Skip forward again a couple of decades. In 1984, future Nobel laureate Doris Lessing sent a novel to her agent with the instructions to shop it out to various publishers as if it were written by a first-timer named Jane Somers. He did so and it was rejected by several of them. It was, however, enthusiastically picked up by a young editor at Michael Joseph, and it was published to little acclaim and few sales--until, of course, Lessing's name was linked with it.

So what do these books by Lessing, Gardner, King, and Rowling have in common? Did any of them become popular under the pseudonym? No. In fact, it is worth discussing whether any of them would even have been published if the author had not been first plugged into the big-time-author-and-publisher network. The Cuckoo's Calling was selling poorly--despite the fact that her publishers knew that Rowing was the author all the time and had put money and effort into promoting the Galbraith title. King and his publishers were in it together from the beginning, as were Gardner and his. The only one who really tried to keep anonymous was Lessing, but even she instructed her long-time agent to shop the book around for her. What if she had tried to shop it herself, under the name Jane Somers? Would any publisher even have looked at it or would they have tossed it, unopened, back out the transom through which it came?

This is not to denigrate any of these authors. All of them paid a lot of dues and richly deserved their popularity and success. As young authors, they went through the same thing that their alter egos went through later--many rejections before finally acceptance.

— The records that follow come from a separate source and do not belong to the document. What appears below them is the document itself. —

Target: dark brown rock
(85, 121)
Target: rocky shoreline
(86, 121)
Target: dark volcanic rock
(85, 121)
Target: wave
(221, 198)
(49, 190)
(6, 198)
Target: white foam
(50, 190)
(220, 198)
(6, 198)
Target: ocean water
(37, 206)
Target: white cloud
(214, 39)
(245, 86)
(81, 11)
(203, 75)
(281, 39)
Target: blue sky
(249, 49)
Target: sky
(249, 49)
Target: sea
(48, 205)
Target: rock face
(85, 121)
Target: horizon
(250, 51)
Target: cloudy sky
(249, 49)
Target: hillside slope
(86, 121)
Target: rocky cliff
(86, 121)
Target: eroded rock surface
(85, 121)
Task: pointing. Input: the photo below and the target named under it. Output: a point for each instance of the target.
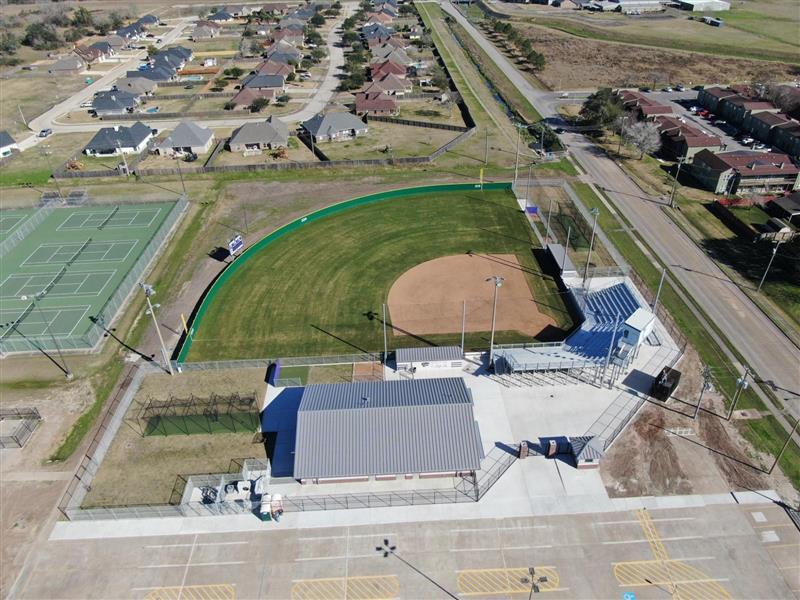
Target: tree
(81, 17)
(258, 104)
(645, 136)
(41, 37)
(8, 43)
(601, 108)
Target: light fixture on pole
(534, 581)
(149, 292)
(595, 213)
(35, 299)
(498, 281)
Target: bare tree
(645, 136)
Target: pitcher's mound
(428, 298)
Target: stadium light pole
(35, 299)
(497, 281)
(150, 291)
(769, 264)
(595, 213)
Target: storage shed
(430, 357)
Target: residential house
(205, 30)
(88, 54)
(291, 36)
(735, 172)
(680, 140)
(187, 138)
(113, 141)
(760, 124)
(258, 81)
(106, 49)
(7, 144)
(396, 56)
(394, 85)
(221, 16)
(271, 67)
(334, 126)
(114, 102)
(376, 103)
(378, 70)
(787, 138)
(736, 109)
(709, 98)
(138, 86)
(254, 137)
(69, 65)
(245, 97)
(117, 43)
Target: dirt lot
(31, 488)
(428, 298)
(577, 63)
(682, 456)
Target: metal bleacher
(605, 312)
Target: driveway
(764, 346)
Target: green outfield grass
(316, 290)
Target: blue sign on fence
(235, 244)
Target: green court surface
(79, 258)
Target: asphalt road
(724, 551)
(763, 345)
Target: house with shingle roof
(112, 141)
(334, 126)
(269, 134)
(187, 138)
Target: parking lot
(683, 101)
(723, 551)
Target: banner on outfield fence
(236, 244)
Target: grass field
(313, 291)
(79, 257)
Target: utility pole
(785, 444)
(741, 385)
(566, 247)
(660, 285)
(549, 214)
(595, 212)
(675, 182)
(706, 380)
(149, 291)
(497, 281)
(771, 258)
(385, 343)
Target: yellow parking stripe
(193, 592)
(377, 587)
(485, 582)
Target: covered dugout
(430, 357)
(382, 430)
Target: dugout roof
(386, 428)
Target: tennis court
(74, 270)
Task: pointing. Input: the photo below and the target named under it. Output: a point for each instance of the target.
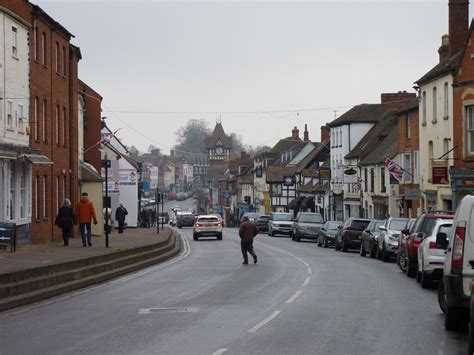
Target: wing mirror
(442, 240)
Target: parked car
(262, 223)
(431, 255)
(348, 235)
(422, 227)
(402, 242)
(454, 292)
(387, 242)
(327, 233)
(280, 223)
(207, 226)
(306, 226)
(185, 219)
(368, 238)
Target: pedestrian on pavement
(65, 220)
(247, 232)
(85, 212)
(120, 214)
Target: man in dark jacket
(120, 214)
(247, 232)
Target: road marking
(265, 321)
(294, 297)
(168, 310)
(306, 282)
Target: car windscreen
(397, 224)
(282, 217)
(311, 218)
(208, 220)
(359, 224)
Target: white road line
(265, 321)
(294, 297)
(306, 282)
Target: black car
(348, 235)
(185, 220)
(262, 223)
(368, 239)
(306, 226)
(327, 233)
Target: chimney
(295, 134)
(324, 133)
(458, 25)
(444, 49)
(394, 101)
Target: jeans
(82, 227)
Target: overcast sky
(264, 67)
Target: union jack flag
(396, 173)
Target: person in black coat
(120, 214)
(65, 220)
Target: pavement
(33, 256)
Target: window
(435, 106)
(446, 101)
(10, 114)
(406, 165)
(14, 41)
(372, 179)
(470, 130)
(423, 108)
(430, 160)
(383, 187)
(36, 118)
(407, 126)
(43, 49)
(43, 119)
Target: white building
(15, 155)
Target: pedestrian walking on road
(65, 220)
(120, 214)
(85, 212)
(247, 232)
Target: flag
(396, 173)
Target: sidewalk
(33, 256)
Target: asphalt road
(298, 299)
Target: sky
(261, 68)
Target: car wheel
(362, 250)
(385, 256)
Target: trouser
(66, 235)
(82, 228)
(121, 225)
(247, 246)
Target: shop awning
(37, 159)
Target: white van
(454, 293)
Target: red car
(407, 257)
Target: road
(298, 299)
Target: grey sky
(241, 59)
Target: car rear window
(359, 225)
(208, 220)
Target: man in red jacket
(85, 213)
(247, 232)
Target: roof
(219, 135)
(441, 69)
(364, 113)
(276, 173)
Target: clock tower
(218, 146)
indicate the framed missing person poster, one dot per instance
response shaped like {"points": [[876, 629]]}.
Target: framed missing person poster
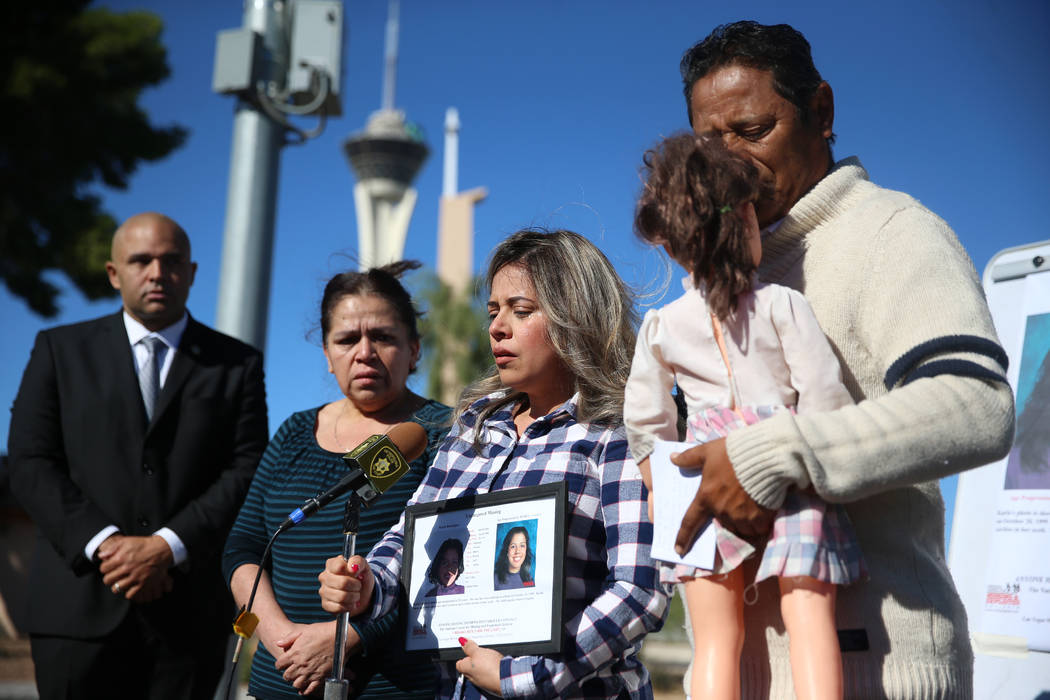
{"points": [[487, 567]]}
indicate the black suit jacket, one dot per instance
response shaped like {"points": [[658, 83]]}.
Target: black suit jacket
{"points": [[83, 457]]}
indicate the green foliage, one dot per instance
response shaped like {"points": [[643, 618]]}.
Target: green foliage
{"points": [[69, 83], [455, 333]]}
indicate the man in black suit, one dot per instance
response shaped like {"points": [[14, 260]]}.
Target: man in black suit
{"points": [[132, 442]]}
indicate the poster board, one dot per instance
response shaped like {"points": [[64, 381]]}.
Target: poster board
{"points": [[1000, 544], [508, 548]]}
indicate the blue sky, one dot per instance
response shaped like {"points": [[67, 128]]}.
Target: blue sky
{"points": [[946, 101]]}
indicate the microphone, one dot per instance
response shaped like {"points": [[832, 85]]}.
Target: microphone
{"points": [[375, 465]]}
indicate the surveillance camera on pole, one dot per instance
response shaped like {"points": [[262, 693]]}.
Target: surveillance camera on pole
{"points": [[284, 62]]}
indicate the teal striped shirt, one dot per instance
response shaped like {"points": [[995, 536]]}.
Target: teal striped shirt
{"points": [[294, 468]]}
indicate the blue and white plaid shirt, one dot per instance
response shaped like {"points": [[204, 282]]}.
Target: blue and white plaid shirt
{"points": [[612, 594]]}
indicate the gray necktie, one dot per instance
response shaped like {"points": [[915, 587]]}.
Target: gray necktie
{"points": [[149, 375]]}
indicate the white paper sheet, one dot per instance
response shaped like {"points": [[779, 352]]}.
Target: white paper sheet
{"points": [[673, 490]]}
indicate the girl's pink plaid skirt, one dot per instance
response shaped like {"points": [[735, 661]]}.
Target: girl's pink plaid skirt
{"points": [[810, 537]]}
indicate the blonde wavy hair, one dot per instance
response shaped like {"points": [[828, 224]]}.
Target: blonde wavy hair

It is the question of what would have happened if any of them had decided to go indie and published their work through CreateSpace or Smashwords or Kindle Direct. Like we do. And without spending thousands and thousands of dollars in advertising.

Even better, what would happen if one of them took one of our unpublished novels and given it to their publisher, saying that they were experimenting with a new style. Would we be famous too? Even if no one knew it?